Understanding the facilitators and barriers to integrating trachoma interventions into routine health systems
Identifying context-specific barriers to integration is essential to achieve the elimination of trachoma as a public health problem.
Achieving vision for all requires eye care services and health systems that are equipped to manage the full spectrum of eye conditions affecting populations. However, in many settings, interventions for trachoma, the world’s leading infectious cause of blindness, are delivered outside of countries’ routine health care system. In part, this is due to trachoma’s classification as one of the neglected tropical diseases (NTDs) that are addressed via national NTD programmes. In other situations, this is necessary due to the lack of eye care services at primary health care level that is available to the communities affected by trachoma.
There is wide recognition that sustaining the elimination of trachoma as a public health problem will require moving trachoma interventions out of NTD programmes and integrating them into routine public health services and sustainable health systems. One reason for this is so that incident cases of trachomatous trichiasis (TT) can be managed by national eye health services in a post-elimination setting.
Moving trachoma interventions into existing health systems is complicated by numerous factors which are highly context specific and must be understood in order to effectively transition the services. In 2021, the Ethiopian Federal Ministry of Health, in collaboration with The Fred Hollows Foundation and the Oromia Regional Health Bureau, began implementation research to understand how best to do this. Although Ethiopia has been proactive in developing trachoma transition guidelines, the complexity of this work warranted further research to understand:
- the detail of the activities involved across all levels of the health system
- the costs
- the mode of care
- the barriers and enablers to transitioning.
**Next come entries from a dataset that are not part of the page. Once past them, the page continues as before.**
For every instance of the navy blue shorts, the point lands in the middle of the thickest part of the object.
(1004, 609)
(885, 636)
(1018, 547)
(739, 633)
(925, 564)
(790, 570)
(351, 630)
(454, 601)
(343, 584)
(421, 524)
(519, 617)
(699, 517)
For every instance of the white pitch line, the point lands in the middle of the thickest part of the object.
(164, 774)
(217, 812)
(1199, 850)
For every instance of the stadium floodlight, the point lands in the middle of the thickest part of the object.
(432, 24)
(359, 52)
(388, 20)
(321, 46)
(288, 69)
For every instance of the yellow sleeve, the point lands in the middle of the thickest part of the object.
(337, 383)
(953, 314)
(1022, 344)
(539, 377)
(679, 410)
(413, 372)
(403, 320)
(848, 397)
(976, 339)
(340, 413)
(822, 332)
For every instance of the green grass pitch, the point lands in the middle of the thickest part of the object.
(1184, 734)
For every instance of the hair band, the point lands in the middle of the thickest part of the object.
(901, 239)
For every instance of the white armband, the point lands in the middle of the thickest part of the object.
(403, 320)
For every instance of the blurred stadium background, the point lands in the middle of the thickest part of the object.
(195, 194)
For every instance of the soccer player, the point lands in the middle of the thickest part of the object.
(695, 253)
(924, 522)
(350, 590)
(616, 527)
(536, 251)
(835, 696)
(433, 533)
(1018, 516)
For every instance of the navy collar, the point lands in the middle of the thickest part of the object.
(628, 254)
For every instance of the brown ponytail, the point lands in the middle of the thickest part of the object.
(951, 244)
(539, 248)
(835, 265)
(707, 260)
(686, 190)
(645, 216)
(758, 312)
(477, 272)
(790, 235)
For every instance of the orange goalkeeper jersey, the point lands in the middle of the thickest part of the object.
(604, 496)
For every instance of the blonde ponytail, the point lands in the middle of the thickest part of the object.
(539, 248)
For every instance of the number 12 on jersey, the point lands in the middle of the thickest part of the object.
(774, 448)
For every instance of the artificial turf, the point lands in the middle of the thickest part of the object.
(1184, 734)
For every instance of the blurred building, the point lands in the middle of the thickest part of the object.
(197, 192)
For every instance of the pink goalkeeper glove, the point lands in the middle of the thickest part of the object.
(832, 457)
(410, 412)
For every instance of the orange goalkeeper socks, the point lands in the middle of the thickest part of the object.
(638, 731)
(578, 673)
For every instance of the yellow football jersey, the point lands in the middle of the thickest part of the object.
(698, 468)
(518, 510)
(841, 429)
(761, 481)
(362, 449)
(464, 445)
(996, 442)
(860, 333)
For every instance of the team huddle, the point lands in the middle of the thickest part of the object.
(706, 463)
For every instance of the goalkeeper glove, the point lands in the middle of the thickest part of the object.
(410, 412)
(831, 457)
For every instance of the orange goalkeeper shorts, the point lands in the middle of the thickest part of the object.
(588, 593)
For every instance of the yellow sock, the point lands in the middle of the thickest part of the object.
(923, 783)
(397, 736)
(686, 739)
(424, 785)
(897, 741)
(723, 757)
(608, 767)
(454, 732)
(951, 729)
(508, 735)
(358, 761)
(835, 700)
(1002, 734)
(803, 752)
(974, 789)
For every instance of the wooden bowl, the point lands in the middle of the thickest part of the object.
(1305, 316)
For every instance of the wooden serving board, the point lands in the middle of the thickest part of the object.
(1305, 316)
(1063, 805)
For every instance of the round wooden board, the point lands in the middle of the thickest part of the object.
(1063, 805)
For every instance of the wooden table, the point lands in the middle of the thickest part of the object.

So far, four key areas have been identified as affecting the successful transition of trachoma interventions into Ethiopia’s national health system.
1. Health system capacity
Capacity assessments have identified many primary health care facilities that experience human resource constraints, including a lack of trained personnel to deliver trachoma interventions. Many of these health facilities also lack the infrastructure and medical supplies to effectively manage patients with TT.
2. Supply chain challenges
Ongoing global economic challenges also have a local impact and have resulted in a reduced number of suppliers as well as significant delays in the delivery of medical products, including materials for TT operations.
3. Persistent and recrudescent trachoma
This study selected two woredas (districts) due to their low prevalence of trachoma (less than the elimination threshold). However, recent surveillance surveys found that, in one of the two woredas, the prevalence of trachoma had increased to above the World Health Organization (WHO) threshold for trachoma elimination. Persistent and recrudescent trachoma have several implications for transition planning. Most notably, settings above the WHO elimination threshold must receive trachoma interventions, including surgery and antibiotics, through community outreach rather than facility-based care.
4. Community awareness
A knowledge, attitudes, and practices (KAP) survey conducted in the study area highlighted low levels of community awareness about trachoma. Inadequate understanding of trachoma in the community affects transition by reducing service uptake by the affected community members.
In response to some of these challenges, the Oromia Regional Health Bureau, in collaboration with The Fred Hollows Foundation, is strengthening the capacity of primary health centres to provide trachoma interventions, including TT surgery. This includes training integrated eye care workers to be able to provide TT surgery, and training Health Extension Workers (HEWs) to identify trachoma and TT, so that people suspected to have either could be referred to the nearest health centre. HEWs are also being provided with a counselling guide in local languages so that they can effectively communicate about trachoma to affected communities and raise awareness about the disease, thereby improving the uptake of interventions.
Going forward, the lessons learnt from this project will be critical to informing national transitioning efforts in Ethiopia and overcoming barriers to successful transition. Investment in human resources and community sensitisation will help to overcome some of these challenges. Other challenges, including persistent and renewed outbreaks of trachoma, and external challenges such as consistent and reliable supply chains, threaten the successful transition of services.
For Ethiopia to eliminate trachoma as a public health problem and to achieve universal eye health coverage, a clear plan is needed to respond to incident cases and prevent a resurgence of the disease. Ethiopia’s National Transitioning Guidelines, and other resources, including the International Coalition for Trachoma Control’s transition toolkits, provide important support for this process. Continued structured research and effective knowledge exchange is needed to support NTD programmes.
We hope that sharing these experiences with eye health professionals across all trachoma endemic countries will help to drive global progress and navigate these complex trachoma end-game challenges.